De voedselproductie in Nederland: van strategisch wereldbelang

zlto---joris-baecke-084599-2

Nederland is het tweede exportland voor landbouwproducten ter wereld en het is van strategisch wereldbelang dat dit ook zo blijft. Maar die hoge voedselproductie roept ook vragen op. Want moeten we de wereld wel willen voeden? En hebben we echt zoveel landbouwgrond nodig om gidsland te blijven als het gaat om agrarische innovatie? De achtergronden en feiten op een rij.


De voedselproductie in Nederland

Nederland is een gidsland in de wereld als het gaat om het efficiënt verbouwen en verwerken van voedsel. Veel van het voedsel dat we hier maken, gebruiken we zelf. Maar een aanzienlijk deel gaat naar het buitenland, met name naar onze buren. Ongeveer 78 procent van de totale export is bestemd voor landen als Duitsland, België en Frankrijk. Tegelijkertijd importeren we ook veel voedsel uit diezelfde gebieden, vooral graan. 

Nederland, de tweede landbouwexporteur van de wereld?

Nederland staat bekend als de tweede landbouwexporteur van de wereld. Na Amerika en voor Duitsland. In totaal exporteerden we volgens de cijfers van het CBS en Wur in 2022 naar schatting maar liefst 122,3 miljard euro aan landbouwgoederen. Dan gaat het op zowel primaire, onbewerkte goederen als secundaire, bewerkte goederen.

Dat beeld klopt niet helemaal

Exporteren we vanuit Nederland dan echt meer voedsel dan grote landen als bijvoorbeeld Frankrijk, Canada of Brazilië? Het antwoord is nee. En dat komt omdat de exportcijfers gaan over alle landbouwproducten die vanuit Nederland de grens overgaan. Voor 42,5 miljard euro ging het daarbij om producten voor de wederuitvoer. Denk dan aan cacao of koffiebonen die hier in de zeehavens aankomen en meteen worden uitgevoerd naar andere landen in Europa en daarbuiten. Of de vele sierbloemen uit het buitenland, die digitaal verhandeld worden via FloraHolland en digitaal of fysiek uitgevoerd worden.

Nederland verdient per euro export relatief weinig aan wederuitvoer (gemiddeld 10 eurocent in 2021) in vergelijking met de landbouwexport van Nederlandse bodem (gemiddeld 58 eurocent in 2021).

Naast ‘buitenlandse producten’ ook veel bloemen

Voor ongeveer een kwart van ‘onze’ landbouwexport gaat het dus om producten die hier niet zijn gemaakt. Daarnaast exporteren we ook veel landbouwproducten die je niet kunt eten, zoals bloemen en bollen (11.5 miljard) en mest en landbouwmachines (13,4 miljard). 

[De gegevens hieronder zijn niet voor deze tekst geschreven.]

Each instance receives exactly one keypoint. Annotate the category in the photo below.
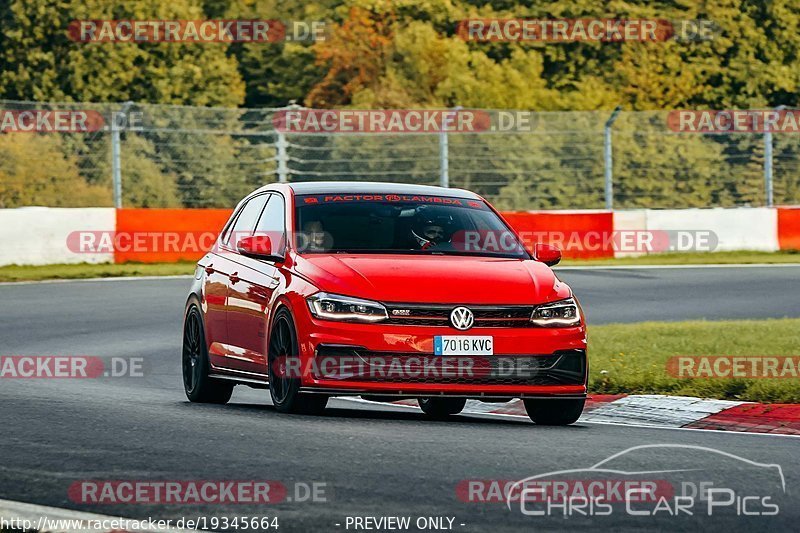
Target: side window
(273, 223)
(246, 221)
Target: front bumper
(398, 360)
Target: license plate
(462, 345)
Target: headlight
(557, 314)
(336, 307)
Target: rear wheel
(441, 407)
(196, 383)
(554, 412)
(283, 387)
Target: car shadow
(376, 413)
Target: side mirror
(257, 247)
(547, 254)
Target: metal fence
(173, 156)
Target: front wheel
(196, 383)
(441, 407)
(284, 388)
(554, 412)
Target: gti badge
(462, 318)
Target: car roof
(375, 187)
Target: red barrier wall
(789, 228)
(190, 233)
(572, 228)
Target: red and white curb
(31, 517)
(662, 411)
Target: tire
(441, 407)
(554, 412)
(198, 386)
(285, 390)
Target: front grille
(439, 315)
(343, 364)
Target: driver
(429, 233)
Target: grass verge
(698, 258)
(634, 357)
(85, 270)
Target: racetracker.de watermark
(604, 30)
(196, 31)
(734, 366)
(382, 121)
(195, 492)
(69, 367)
(734, 121)
(623, 241)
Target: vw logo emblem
(462, 318)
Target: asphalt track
(375, 460)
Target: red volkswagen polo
(386, 291)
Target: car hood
(433, 279)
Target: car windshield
(409, 224)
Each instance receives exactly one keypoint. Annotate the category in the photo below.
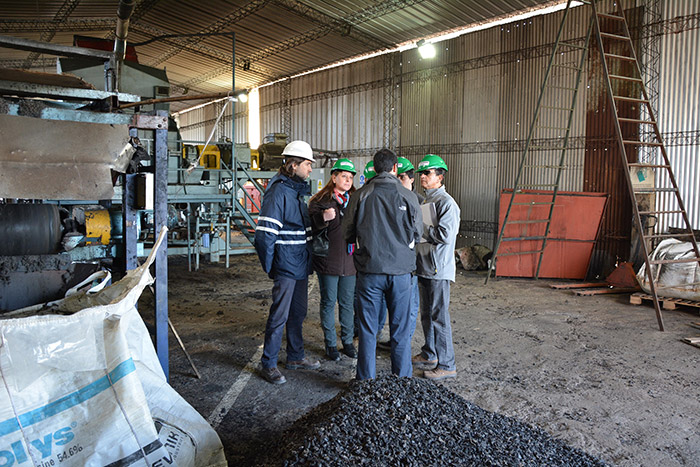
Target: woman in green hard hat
(369, 171)
(336, 271)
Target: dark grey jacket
(384, 219)
(436, 256)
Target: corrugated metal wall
(473, 104)
(679, 110)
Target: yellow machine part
(98, 228)
(254, 159)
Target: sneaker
(349, 350)
(332, 353)
(439, 373)
(422, 363)
(273, 375)
(305, 364)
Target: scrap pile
(409, 421)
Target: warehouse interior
(139, 136)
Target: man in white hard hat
(283, 244)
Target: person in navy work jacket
(283, 244)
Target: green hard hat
(431, 161)
(344, 164)
(369, 171)
(404, 165)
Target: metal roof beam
(345, 27)
(63, 12)
(367, 14)
(222, 23)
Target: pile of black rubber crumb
(408, 421)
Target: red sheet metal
(575, 222)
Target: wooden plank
(694, 341)
(581, 285)
(668, 303)
(607, 290)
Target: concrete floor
(592, 371)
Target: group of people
(386, 253)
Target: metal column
(160, 208)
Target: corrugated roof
(274, 38)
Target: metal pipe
(124, 12)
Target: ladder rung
(518, 239)
(614, 36)
(534, 203)
(606, 15)
(660, 212)
(535, 221)
(630, 99)
(655, 190)
(673, 261)
(636, 120)
(626, 78)
(651, 166)
(573, 46)
(556, 108)
(545, 166)
(519, 253)
(668, 235)
(621, 57)
(642, 143)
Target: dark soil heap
(409, 421)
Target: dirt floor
(593, 371)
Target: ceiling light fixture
(426, 49)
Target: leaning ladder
(546, 133)
(629, 138)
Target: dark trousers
(435, 318)
(289, 302)
(397, 291)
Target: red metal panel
(575, 222)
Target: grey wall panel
(679, 112)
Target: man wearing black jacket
(384, 220)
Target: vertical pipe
(161, 219)
(130, 217)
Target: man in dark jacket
(384, 219)
(282, 239)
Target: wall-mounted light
(426, 49)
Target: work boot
(305, 364)
(332, 353)
(422, 363)
(349, 350)
(439, 373)
(273, 375)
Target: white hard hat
(300, 149)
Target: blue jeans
(289, 301)
(415, 304)
(342, 290)
(397, 291)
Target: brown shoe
(422, 363)
(438, 373)
(273, 375)
(305, 364)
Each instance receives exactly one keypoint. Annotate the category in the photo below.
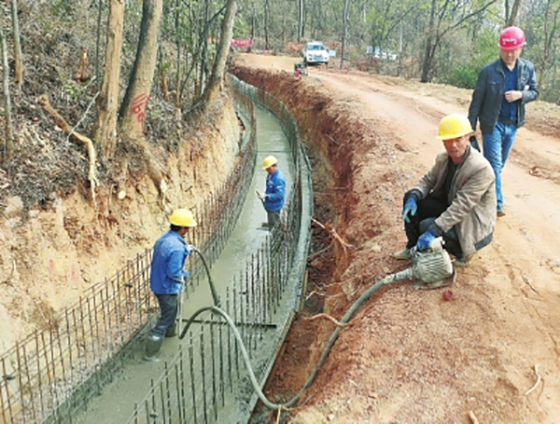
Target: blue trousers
(496, 149)
(168, 314)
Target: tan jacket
(472, 199)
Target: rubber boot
(171, 331)
(152, 346)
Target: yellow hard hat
(453, 126)
(182, 218)
(269, 161)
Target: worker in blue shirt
(167, 276)
(273, 198)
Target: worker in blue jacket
(167, 276)
(273, 198)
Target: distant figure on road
(498, 102)
(273, 198)
(456, 199)
(167, 276)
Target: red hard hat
(512, 38)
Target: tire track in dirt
(408, 356)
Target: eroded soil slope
(53, 253)
(408, 356)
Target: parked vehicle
(315, 52)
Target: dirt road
(411, 357)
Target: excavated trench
(258, 276)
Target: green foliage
(465, 73)
(61, 8)
(464, 76)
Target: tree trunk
(300, 20)
(219, 67)
(204, 57)
(7, 99)
(18, 64)
(266, 22)
(427, 62)
(549, 33)
(283, 23)
(108, 100)
(135, 102)
(344, 31)
(98, 42)
(178, 47)
(514, 12)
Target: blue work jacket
(170, 253)
(275, 191)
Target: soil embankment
(50, 254)
(408, 356)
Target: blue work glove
(410, 207)
(474, 142)
(425, 240)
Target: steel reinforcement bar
(207, 382)
(81, 346)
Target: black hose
(210, 281)
(365, 296)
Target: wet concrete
(116, 403)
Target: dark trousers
(429, 209)
(273, 218)
(168, 314)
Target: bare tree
(344, 31)
(300, 20)
(266, 23)
(7, 99)
(135, 102)
(218, 69)
(551, 17)
(18, 63)
(436, 33)
(510, 20)
(107, 102)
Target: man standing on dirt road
(273, 197)
(456, 199)
(167, 276)
(498, 102)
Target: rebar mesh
(206, 381)
(71, 361)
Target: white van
(315, 52)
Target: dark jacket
(472, 199)
(489, 92)
(275, 191)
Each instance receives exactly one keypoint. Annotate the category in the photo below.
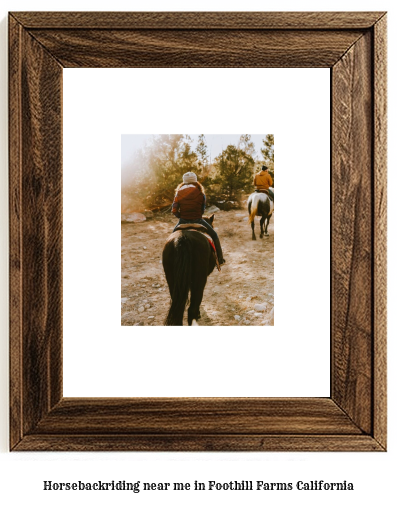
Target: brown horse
(187, 262)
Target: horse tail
(252, 209)
(182, 280)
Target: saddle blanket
(202, 230)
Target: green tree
(234, 168)
(247, 145)
(267, 151)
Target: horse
(187, 262)
(259, 204)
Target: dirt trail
(230, 296)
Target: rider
(263, 181)
(189, 206)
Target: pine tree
(234, 169)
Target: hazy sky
(215, 143)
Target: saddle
(202, 230)
(265, 192)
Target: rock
(211, 209)
(132, 217)
(128, 317)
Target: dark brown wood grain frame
(353, 46)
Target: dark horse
(187, 262)
(259, 204)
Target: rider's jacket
(189, 202)
(263, 180)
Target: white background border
(102, 358)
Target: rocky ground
(241, 294)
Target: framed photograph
(353, 47)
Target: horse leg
(261, 222)
(196, 296)
(266, 224)
(253, 227)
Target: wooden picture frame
(353, 46)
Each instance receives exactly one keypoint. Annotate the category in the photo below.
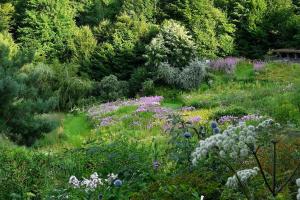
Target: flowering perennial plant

Voedt Nederland de wereld?

Nee, de meeste landbouwexport gaat in 2022, net als in voorgaande jaren, naar onze buurlanden. Van de geraamde totale export gaat bijna een kwart naar Duitsland. Op de tweede plek staat België met 12%. Daarna volgen als belangrijkste afnemers Frankrijk (8,5%) en het Verenigd Koninkrijk (7,8%). Alles dus binnen een cirkel van zo’n 800 kilometer. In de Verenigde Staten noemen ze zulke producten “streekproducten”.

Nederlandse export van voedselproductie van eigen bodem

Wat betreft eigen voedingsmiddelen exporteerden we ruwweg 55 miljard euro. Dat is minder dan de helft (45%) van die totale agri-export.

  1. Eieren en zuivel                        11,9 miljard (10% van het totaal)
  2. Vlees                                       11 miljard (9% van het totaal)
  3. Dranken                                  8,1 miljard (7% van het totaal)
  4. Natuurlijke vetten en oliën        8,1 miljard (7% van het totaal)
  5. Groenten                                 7,8 miljard (6% van het totaal)
  6. Fruit                                        7 miljard (6% van het totaal)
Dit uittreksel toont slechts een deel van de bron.